Agenda item

    Medium Term Financial Strategy (Revenue and Capital) 2019-24 (MTFS)



    The Committee received a report on the Medium Term Financial Strategy (MTFS) for the period 2019-24.  It was reported that there was a statutory duty to set a balanced budget and to calculate the level of Council Tax for the district.  It was also reported that the Chief Finance Officer (Head of Finance & Procurement) had a duty to ensure all figures provided for estimating and financial planning were robust and stand up to Audit scrutiny.


    The Committee heard from the Cabinet Member for Finance and Procurement who reported that the Council would have a balanced budget for 2020/21.  It was noted that the Council had received the provisional Local Government Finance Settlement for 2020/21 only and that little was known beyond this point.  It was reported that the Council Tax referendum limit would be 2% or £5 and it was recommended to increase by £5.It was then reported that New Homes Bonus (NHB) would remain until 2022/23 but it was not known how it would look in the future and that there would be no negative revenue support grant or business rate pilots. 

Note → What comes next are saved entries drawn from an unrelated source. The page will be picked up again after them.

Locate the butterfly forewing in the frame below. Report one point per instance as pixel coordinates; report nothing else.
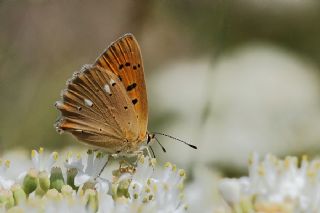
(123, 58)
(96, 109)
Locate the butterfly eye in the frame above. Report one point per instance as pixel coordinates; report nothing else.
(135, 101)
(131, 87)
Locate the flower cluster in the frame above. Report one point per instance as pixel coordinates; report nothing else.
(78, 187)
(275, 185)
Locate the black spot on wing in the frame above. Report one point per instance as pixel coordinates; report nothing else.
(131, 87)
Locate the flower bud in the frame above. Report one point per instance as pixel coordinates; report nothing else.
(30, 181)
(56, 179)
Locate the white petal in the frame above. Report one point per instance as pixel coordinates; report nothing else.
(230, 190)
(81, 179)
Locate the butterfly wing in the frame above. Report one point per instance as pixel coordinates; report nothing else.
(123, 58)
(96, 109)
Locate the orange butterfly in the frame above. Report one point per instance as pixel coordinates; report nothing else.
(105, 104)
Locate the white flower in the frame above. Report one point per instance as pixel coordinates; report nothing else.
(91, 171)
(106, 203)
(154, 189)
(41, 162)
(274, 182)
(5, 182)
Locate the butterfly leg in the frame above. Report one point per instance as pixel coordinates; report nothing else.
(104, 166)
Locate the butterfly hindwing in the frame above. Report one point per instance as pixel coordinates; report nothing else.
(96, 110)
(123, 58)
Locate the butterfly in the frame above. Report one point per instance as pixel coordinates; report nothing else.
(105, 104)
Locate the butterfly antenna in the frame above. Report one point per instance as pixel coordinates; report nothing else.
(154, 156)
(174, 138)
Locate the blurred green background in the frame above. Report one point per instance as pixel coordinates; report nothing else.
(231, 77)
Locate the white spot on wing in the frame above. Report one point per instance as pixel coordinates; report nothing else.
(107, 89)
(112, 82)
(58, 104)
(88, 102)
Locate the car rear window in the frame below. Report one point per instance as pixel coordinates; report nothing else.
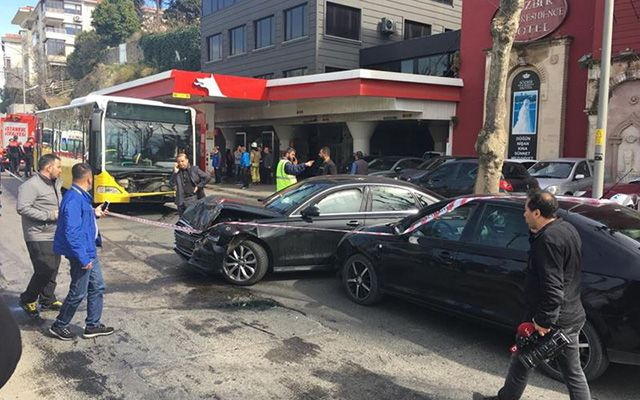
(614, 218)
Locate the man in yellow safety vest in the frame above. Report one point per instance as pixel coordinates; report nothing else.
(288, 168)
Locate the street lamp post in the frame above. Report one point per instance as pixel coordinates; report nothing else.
(603, 101)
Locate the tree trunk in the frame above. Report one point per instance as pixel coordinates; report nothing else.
(492, 139)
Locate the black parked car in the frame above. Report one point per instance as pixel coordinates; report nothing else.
(471, 261)
(416, 174)
(295, 229)
(457, 178)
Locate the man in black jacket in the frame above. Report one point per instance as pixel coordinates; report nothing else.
(189, 182)
(552, 292)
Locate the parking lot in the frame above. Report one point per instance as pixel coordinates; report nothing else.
(181, 335)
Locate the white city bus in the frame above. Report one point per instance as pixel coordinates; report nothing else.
(130, 143)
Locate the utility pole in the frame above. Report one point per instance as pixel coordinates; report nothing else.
(603, 101)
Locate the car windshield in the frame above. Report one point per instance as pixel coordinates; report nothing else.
(552, 169)
(294, 196)
(382, 164)
(615, 218)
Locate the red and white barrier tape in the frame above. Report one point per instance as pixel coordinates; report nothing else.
(157, 224)
(449, 207)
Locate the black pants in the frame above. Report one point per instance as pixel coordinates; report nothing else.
(186, 202)
(42, 285)
(14, 165)
(246, 176)
(569, 364)
(28, 167)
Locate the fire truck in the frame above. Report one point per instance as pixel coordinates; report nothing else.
(21, 125)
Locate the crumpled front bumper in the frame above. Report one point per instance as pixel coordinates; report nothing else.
(202, 253)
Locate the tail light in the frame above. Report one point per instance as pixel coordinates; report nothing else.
(506, 186)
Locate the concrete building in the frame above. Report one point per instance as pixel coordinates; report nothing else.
(284, 38)
(51, 27)
(12, 61)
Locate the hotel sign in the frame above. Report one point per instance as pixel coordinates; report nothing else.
(540, 18)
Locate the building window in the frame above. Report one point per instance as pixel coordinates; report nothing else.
(72, 29)
(55, 47)
(70, 8)
(333, 69)
(414, 30)
(295, 22)
(264, 32)
(54, 5)
(295, 72)
(270, 75)
(343, 21)
(214, 47)
(211, 6)
(237, 40)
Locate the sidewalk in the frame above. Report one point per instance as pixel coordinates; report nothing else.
(231, 189)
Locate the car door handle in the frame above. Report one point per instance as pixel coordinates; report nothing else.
(446, 257)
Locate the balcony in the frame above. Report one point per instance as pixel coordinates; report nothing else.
(53, 14)
(56, 33)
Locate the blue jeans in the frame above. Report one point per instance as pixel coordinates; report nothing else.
(84, 283)
(569, 364)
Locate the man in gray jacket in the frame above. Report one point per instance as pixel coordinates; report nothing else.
(189, 182)
(38, 202)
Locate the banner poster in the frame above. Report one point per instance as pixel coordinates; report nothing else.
(523, 127)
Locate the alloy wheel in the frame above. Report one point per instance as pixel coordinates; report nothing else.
(359, 280)
(240, 264)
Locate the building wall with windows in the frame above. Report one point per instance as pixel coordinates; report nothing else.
(51, 26)
(274, 39)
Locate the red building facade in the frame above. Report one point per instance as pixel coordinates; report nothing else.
(565, 59)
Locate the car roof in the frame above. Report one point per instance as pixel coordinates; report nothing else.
(365, 179)
(565, 159)
(564, 202)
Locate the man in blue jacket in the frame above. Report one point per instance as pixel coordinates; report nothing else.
(76, 238)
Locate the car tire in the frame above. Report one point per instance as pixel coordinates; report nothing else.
(245, 264)
(360, 280)
(592, 356)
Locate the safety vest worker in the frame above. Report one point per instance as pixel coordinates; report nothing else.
(287, 170)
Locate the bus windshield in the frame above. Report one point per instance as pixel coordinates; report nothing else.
(146, 137)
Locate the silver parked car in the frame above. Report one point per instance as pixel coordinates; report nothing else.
(563, 176)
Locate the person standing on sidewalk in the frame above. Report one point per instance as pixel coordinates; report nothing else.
(328, 167)
(255, 158)
(288, 168)
(215, 164)
(38, 204)
(77, 238)
(552, 293)
(15, 154)
(267, 166)
(237, 160)
(245, 167)
(27, 149)
(189, 182)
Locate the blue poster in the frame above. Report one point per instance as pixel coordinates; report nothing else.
(525, 113)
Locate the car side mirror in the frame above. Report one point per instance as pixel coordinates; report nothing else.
(310, 212)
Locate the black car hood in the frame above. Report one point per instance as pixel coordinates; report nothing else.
(213, 209)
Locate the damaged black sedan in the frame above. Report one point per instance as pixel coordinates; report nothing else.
(295, 229)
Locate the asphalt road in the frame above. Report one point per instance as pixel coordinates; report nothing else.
(181, 335)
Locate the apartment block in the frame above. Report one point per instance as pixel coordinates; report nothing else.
(285, 38)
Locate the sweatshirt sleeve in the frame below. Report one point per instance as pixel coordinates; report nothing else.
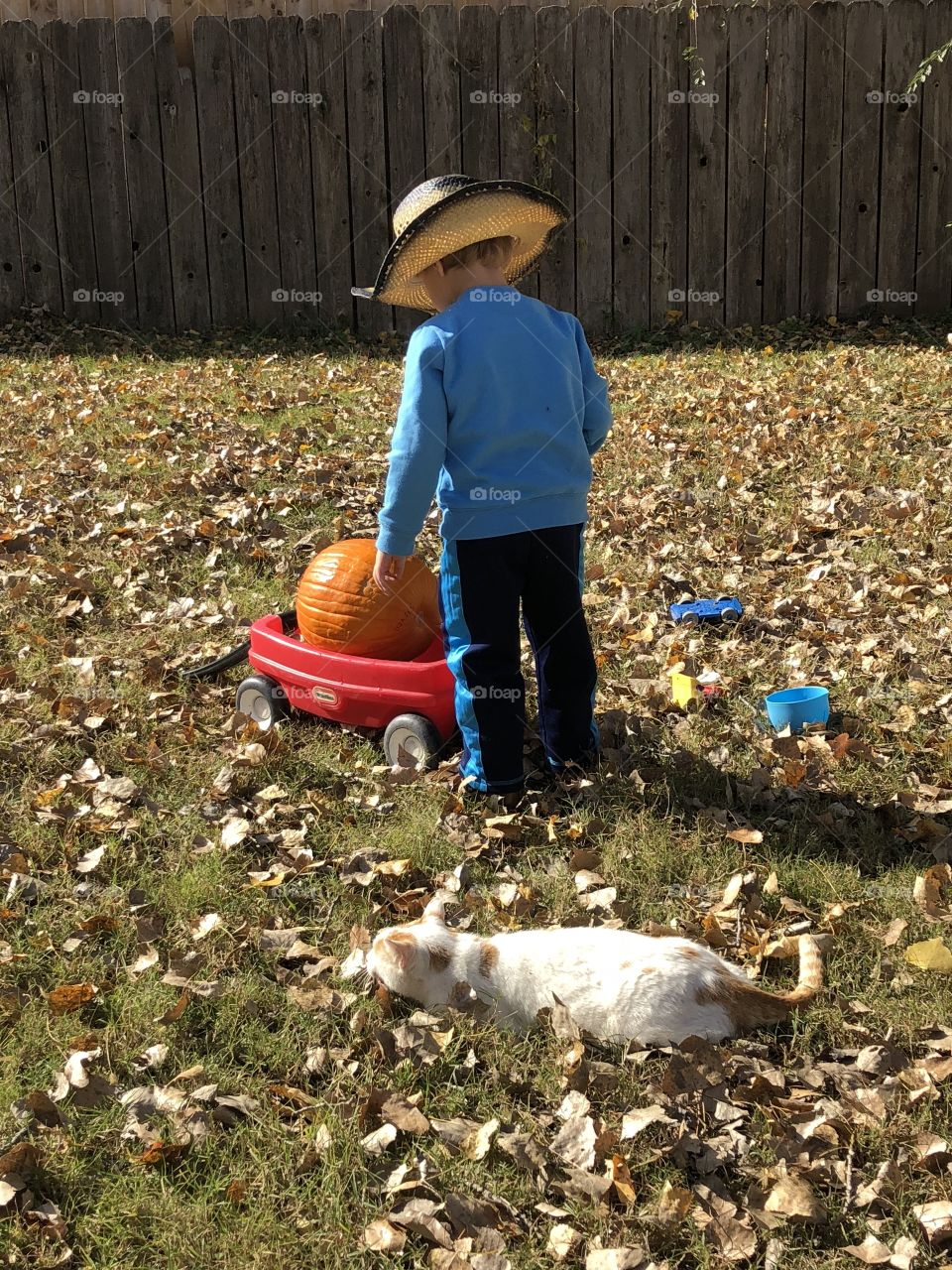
(598, 413)
(419, 444)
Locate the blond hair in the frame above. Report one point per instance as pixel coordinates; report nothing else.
(495, 250)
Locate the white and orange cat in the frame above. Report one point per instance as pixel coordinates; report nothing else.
(617, 984)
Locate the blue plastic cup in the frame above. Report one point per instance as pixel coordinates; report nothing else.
(794, 707)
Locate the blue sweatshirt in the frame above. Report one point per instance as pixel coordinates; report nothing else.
(500, 413)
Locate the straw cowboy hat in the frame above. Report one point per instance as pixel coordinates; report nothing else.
(447, 213)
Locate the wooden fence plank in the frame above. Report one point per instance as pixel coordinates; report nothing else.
(785, 36)
(823, 128)
(440, 89)
(901, 126)
(102, 116)
(330, 171)
(293, 167)
(10, 261)
(555, 148)
(479, 90)
(669, 162)
(631, 137)
(30, 150)
(860, 189)
(143, 149)
(933, 270)
(368, 169)
(518, 84)
(707, 206)
(593, 169)
(743, 273)
(255, 146)
(182, 190)
(70, 173)
(220, 172)
(403, 86)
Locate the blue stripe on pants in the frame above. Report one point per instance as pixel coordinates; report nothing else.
(483, 584)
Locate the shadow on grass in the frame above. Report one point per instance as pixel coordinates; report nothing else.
(673, 781)
(44, 335)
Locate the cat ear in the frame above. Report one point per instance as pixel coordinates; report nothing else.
(434, 910)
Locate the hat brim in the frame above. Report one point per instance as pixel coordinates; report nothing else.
(486, 208)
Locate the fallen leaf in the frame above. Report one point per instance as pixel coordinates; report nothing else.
(380, 1236)
(234, 832)
(476, 1144)
(673, 1205)
(794, 1199)
(562, 1241)
(203, 926)
(615, 1259)
(929, 955)
(635, 1121)
(936, 1219)
(871, 1251)
(749, 837)
(70, 997)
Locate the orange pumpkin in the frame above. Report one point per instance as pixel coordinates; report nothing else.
(340, 607)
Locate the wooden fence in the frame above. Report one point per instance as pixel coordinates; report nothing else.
(796, 180)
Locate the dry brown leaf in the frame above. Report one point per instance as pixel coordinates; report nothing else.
(70, 997)
(929, 955)
(793, 1198)
(562, 1241)
(615, 1259)
(575, 1142)
(893, 933)
(749, 837)
(377, 1142)
(163, 1153)
(235, 830)
(673, 1205)
(640, 1118)
(871, 1251)
(404, 1115)
(380, 1236)
(936, 1219)
(930, 892)
(175, 1012)
(476, 1144)
(22, 1159)
(202, 926)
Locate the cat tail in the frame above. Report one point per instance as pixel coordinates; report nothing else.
(810, 980)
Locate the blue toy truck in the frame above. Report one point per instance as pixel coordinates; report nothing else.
(725, 608)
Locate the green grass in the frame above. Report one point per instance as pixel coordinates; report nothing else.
(771, 466)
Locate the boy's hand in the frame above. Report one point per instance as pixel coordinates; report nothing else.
(388, 571)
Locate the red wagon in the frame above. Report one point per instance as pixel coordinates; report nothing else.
(412, 701)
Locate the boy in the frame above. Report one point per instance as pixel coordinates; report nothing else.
(500, 413)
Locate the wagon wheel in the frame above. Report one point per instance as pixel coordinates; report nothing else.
(413, 734)
(262, 699)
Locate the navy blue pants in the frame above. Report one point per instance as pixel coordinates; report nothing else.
(483, 581)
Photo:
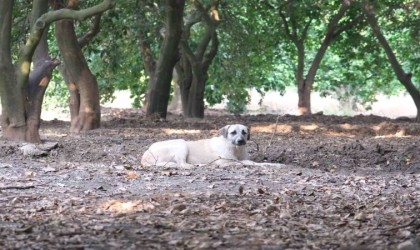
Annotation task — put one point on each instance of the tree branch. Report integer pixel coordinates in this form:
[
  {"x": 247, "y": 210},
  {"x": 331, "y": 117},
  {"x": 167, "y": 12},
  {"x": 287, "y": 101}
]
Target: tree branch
[
  {"x": 27, "y": 51},
  {"x": 88, "y": 37}
]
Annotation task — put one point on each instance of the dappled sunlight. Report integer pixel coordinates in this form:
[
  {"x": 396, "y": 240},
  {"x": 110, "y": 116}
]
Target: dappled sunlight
[
  {"x": 347, "y": 126},
  {"x": 311, "y": 127},
  {"x": 272, "y": 128},
  {"x": 120, "y": 206},
  {"x": 170, "y": 131},
  {"x": 88, "y": 110}
]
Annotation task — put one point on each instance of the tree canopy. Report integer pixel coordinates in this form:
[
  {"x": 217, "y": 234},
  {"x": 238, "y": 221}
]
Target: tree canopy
[{"x": 353, "y": 50}]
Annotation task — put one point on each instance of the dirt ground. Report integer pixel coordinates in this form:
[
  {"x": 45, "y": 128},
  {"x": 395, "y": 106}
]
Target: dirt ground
[{"x": 347, "y": 183}]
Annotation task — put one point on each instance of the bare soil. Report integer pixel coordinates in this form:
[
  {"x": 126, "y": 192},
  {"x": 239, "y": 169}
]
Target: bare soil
[{"x": 347, "y": 183}]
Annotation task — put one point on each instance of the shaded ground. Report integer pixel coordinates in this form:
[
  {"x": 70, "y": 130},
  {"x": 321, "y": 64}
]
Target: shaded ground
[{"x": 350, "y": 182}]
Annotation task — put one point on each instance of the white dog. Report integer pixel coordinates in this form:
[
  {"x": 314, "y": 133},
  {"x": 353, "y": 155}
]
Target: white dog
[{"x": 228, "y": 148}]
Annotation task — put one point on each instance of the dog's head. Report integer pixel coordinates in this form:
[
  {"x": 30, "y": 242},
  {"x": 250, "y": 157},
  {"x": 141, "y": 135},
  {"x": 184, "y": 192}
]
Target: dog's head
[{"x": 237, "y": 134}]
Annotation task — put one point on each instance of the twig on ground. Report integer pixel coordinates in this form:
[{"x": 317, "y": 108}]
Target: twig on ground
[
  {"x": 18, "y": 187},
  {"x": 402, "y": 226}
]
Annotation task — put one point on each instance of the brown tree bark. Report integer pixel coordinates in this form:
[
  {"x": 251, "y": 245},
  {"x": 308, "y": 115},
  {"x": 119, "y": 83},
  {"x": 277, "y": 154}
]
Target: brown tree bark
[
  {"x": 40, "y": 77},
  {"x": 193, "y": 66},
  {"x": 160, "y": 72},
  {"x": 84, "y": 91},
  {"x": 402, "y": 76},
  {"x": 13, "y": 119},
  {"x": 305, "y": 82}
]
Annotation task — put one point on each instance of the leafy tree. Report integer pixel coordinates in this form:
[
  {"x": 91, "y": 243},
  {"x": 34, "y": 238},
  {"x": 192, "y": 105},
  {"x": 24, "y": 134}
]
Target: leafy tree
[
  {"x": 84, "y": 93},
  {"x": 297, "y": 18},
  {"x": 402, "y": 76},
  {"x": 160, "y": 70},
  {"x": 192, "y": 69},
  {"x": 247, "y": 55},
  {"x": 14, "y": 85}
]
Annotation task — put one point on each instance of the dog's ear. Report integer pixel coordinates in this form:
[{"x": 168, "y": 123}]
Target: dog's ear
[{"x": 224, "y": 131}]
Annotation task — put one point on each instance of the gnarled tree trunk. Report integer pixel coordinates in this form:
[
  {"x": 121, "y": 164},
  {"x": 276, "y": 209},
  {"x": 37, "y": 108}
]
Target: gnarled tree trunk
[
  {"x": 22, "y": 93},
  {"x": 193, "y": 66},
  {"x": 403, "y": 77},
  {"x": 13, "y": 119},
  {"x": 40, "y": 77},
  {"x": 305, "y": 82},
  {"x": 84, "y": 92},
  {"x": 160, "y": 72}
]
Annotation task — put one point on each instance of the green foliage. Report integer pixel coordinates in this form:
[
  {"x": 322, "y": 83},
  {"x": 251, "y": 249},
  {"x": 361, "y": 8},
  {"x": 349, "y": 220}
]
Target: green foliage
[{"x": 254, "y": 51}]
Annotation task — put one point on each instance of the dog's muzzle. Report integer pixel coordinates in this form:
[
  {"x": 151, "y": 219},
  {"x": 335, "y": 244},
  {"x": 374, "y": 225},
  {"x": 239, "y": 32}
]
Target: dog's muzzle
[{"x": 239, "y": 142}]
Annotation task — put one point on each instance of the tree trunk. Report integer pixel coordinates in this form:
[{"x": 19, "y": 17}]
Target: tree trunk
[
  {"x": 13, "y": 118},
  {"x": 40, "y": 77},
  {"x": 83, "y": 87},
  {"x": 195, "y": 108},
  {"x": 22, "y": 92},
  {"x": 304, "y": 91},
  {"x": 403, "y": 77},
  {"x": 194, "y": 65},
  {"x": 160, "y": 80}
]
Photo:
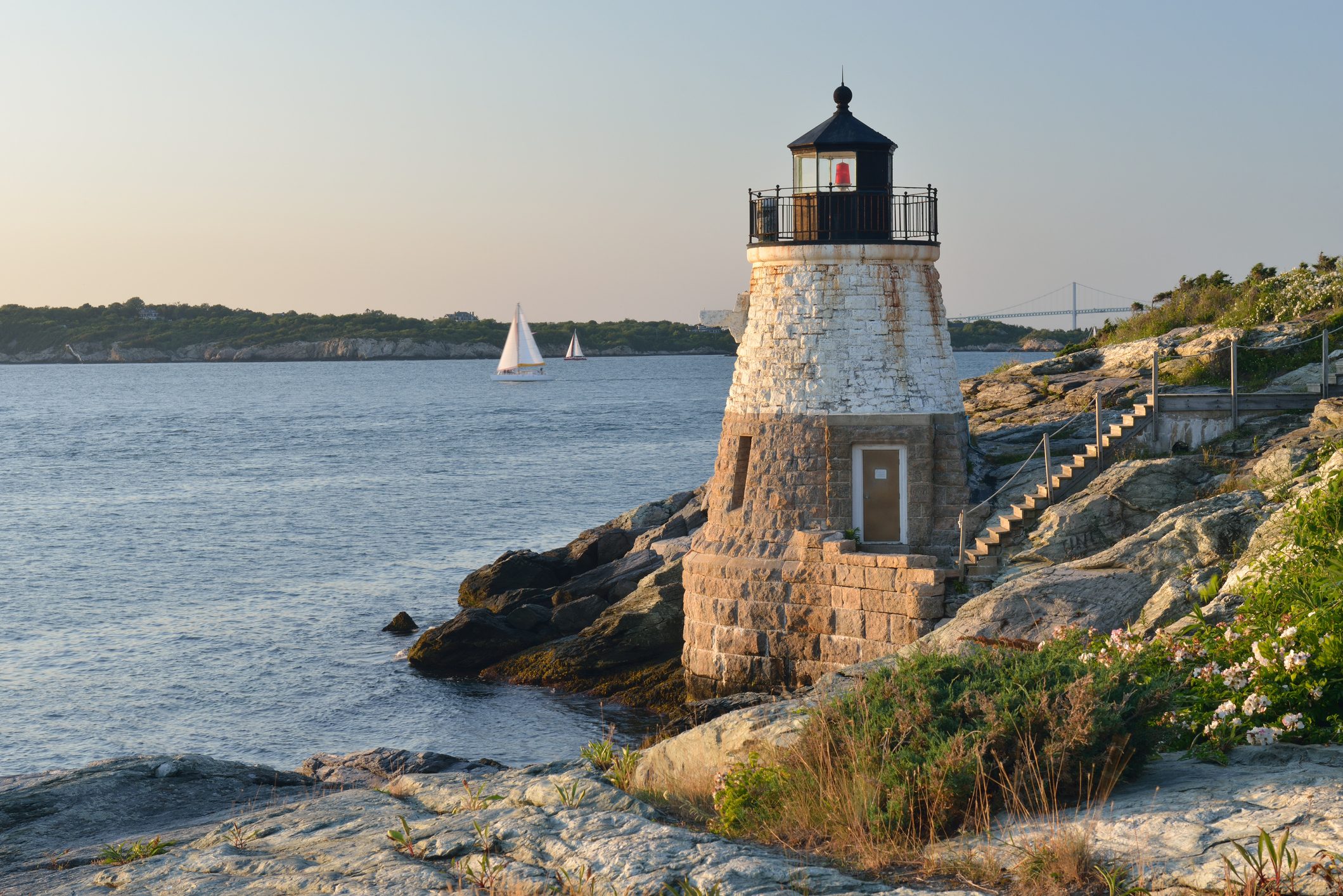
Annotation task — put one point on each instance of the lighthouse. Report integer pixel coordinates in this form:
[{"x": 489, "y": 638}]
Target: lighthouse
[{"x": 844, "y": 418}]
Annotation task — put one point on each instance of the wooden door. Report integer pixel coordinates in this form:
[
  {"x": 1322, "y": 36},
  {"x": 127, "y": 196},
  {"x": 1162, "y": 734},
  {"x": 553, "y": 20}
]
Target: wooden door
[{"x": 882, "y": 495}]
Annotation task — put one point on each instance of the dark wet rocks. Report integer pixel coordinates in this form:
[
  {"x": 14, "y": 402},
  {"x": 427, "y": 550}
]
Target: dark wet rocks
[
  {"x": 629, "y": 652},
  {"x": 472, "y": 640},
  {"x": 374, "y": 767},
  {"x": 401, "y": 624},
  {"x": 602, "y": 614}
]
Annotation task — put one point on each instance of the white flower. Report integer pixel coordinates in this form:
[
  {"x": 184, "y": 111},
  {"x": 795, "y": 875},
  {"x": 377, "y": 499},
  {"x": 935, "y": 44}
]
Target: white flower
[
  {"x": 1255, "y": 704},
  {"x": 1235, "y": 677},
  {"x": 1295, "y": 660},
  {"x": 1263, "y": 736}
]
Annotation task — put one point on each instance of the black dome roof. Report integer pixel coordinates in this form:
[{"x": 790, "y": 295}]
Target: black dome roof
[{"x": 842, "y": 131}]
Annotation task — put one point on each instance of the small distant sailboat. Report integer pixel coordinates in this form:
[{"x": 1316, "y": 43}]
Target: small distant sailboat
[
  {"x": 522, "y": 361},
  {"x": 575, "y": 352}
]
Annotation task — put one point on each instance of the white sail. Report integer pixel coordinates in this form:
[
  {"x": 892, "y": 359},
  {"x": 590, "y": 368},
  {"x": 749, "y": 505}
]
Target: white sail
[
  {"x": 575, "y": 350},
  {"x": 520, "y": 347},
  {"x": 508, "y": 361}
]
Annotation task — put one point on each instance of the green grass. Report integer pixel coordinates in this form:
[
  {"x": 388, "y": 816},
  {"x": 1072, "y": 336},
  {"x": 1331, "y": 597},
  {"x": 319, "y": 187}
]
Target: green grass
[
  {"x": 1264, "y": 296},
  {"x": 132, "y": 850},
  {"x": 942, "y": 742}
]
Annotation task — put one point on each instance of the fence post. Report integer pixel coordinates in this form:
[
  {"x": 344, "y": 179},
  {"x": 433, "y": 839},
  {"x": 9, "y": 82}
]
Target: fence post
[
  {"x": 1325, "y": 363},
  {"x": 1236, "y": 407},
  {"x": 1157, "y": 387},
  {"x": 1049, "y": 476},
  {"x": 1100, "y": 449},
  {"x": 961, "y": 555}
]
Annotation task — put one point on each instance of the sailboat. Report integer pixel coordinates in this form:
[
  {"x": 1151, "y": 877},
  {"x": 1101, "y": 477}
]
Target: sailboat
[
  {"x": 522, "y": 361},
  {"x": 575, "y": 352}
]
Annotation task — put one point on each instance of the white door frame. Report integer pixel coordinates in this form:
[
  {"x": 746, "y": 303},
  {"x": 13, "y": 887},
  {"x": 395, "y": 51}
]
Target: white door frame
[{"x": 904, "y": 488}]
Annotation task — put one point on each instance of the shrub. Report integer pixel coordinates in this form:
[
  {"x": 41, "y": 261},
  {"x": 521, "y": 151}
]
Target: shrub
[
  {"x": 1276, "y": 670},
  {"x": 744, "y": 797},
  {"x": 941, "y": 742}
]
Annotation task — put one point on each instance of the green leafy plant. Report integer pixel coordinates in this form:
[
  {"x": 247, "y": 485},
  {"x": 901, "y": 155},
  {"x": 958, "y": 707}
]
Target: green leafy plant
[
  {"x": 481, "y": 871},
  {"x": 746, "y": 796},
  {"x": 1273, "y": 672},
  {"x": 581, "y": 881},
  {"x": 132, "y": 850},
  {"x": 622, "y": 767},
  {"x": 477, "y": 798},
  {"x": 404, "y": 840},
  {"x": 570, "y": 794},
  {"x": 600, "y": 753},
  {"x": 685, "y": 888},
  {"x": 1271, "y": 871},
  {"x": 240, "y": 836},
  {"x": 1116, "y": 880}
]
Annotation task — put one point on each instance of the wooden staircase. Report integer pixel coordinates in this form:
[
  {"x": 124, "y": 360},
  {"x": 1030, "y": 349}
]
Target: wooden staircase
[{"x": 986, "y": 555}]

    It was noted that there would be a transfer to general reserves and this would contribute to balancing the budget in future years if required.


    It was reported that it was proposed to include the Property Investment Strategy within the Capital Strategy to ensure it was fully integrated and not considered in silo.  It was reported that it complied with CIPFA guidance on the consideration of the drivers for investment and the principles that should govern any decisions.


    The Committee noted that there had been an increase in costs including a commitment of £100k for climate change.


    The Committee then asked questions on the report and it was enquired why CIPFA had brought in the guidance around property investment and it was reported that there were concerns on the motivation of the investment especially if borrowing for profit only.  It was noted that CIPFA felt more comfortable if social benefit of the investment could be shown.


    The Committee thanked the finance and procurement team for their hard work and felt it had been of good foresight to cap the level of NHB included in the base budget given the inherent risks around this funding stream.


    The Committee noted that there would be a proposal at Council to increase Council Tax by £5 however they felt uneasy that this was needed whilst also putting more into reserves.  It was considered that it may be difficult for the public to understand that it was to help future proof the budget and be able to deal with potential Government funding cuts.


    Staffing costs were discussed and it was noted that there had been new posts in car parking, tourism and development however the case had been made and agreed that the work of these Officers brought an income to the authority.  It was also reported that there was an interim management structure in place and this was why there were no savings from the current vacant Director posts assumed in the MTFS and this position would be reviewed after the completion of the six months assessment.


    The Capital programme was discussed and it was asked whether climate change mitigation could be considered including recycling bins instead of replacing and looking at non diesel waste vehicles.  It was reported that this would be passed to the relevant Cabinet Member and Overview & Scrutiny Committee to consider.  It was asked why the vehicle replacement plan was for one year and not spread over many and it was reported that the current contract was due to end in a single year however an option would be to extend it.


    The Capital funding bid forms were noted and it was asked why there were no values and it was reported that there was a separate funding sheet which had been incorporated in the report.  It was also reported that scoring moderation will be considered for future years. 


    It was asked how much of the Capital programme was committed and it was reported that a number of projects were not at this time including the coach park and IT improvements and the Investment in Property which is the single biggest project included.


    Business rate reassessments that had happened outside the district were discussed and it was reported that Officers were not aware of similar in Lichfield but it highlighted the risk of appeals and other Rateable Value reductions but further confirmation from the Revenues Team of the level of risk would be sought.


    The Council does have a balanced portfolio of business so not reliant on specific business areas.


    The Committee noted that there was no Capital Programme budget allocated to the Developing Prosperity priority after 2021 and it was asked what the Cabinet’s plans were and how it could be resolved. The Cabinet Member for Finance and Procurement agreed to look at this issue as part of the normal refreshment process related to the Medium Term Financial Strategy.


    RESOLVED:              That the Cabinet consider the comments and suggestion made on the following items


    1)         The 2020/21 Revenue Budget, including the Amount to be met from Government Grants and Local Taxpayers of £12,284,000 and proposed level of Council Tax (the District element) for 2020/21 of £180.07 (an increase of £5.00 or 2.86%) for Band D equivalent property;


                            2)         The MTFS 2019-24 Revenue Budgets;


    3)         The MTFS 2019-24 Capital Strategy and Capital Programme;


    4)         The requirements and duties that the Local Government Act 2003 places on the Authority on how it sets and monitors its Budgets, including the Chief Finance Officer’s report on the robustness of the Budget and adequacy of Reserves; and


    5)         The 25 year financial planning.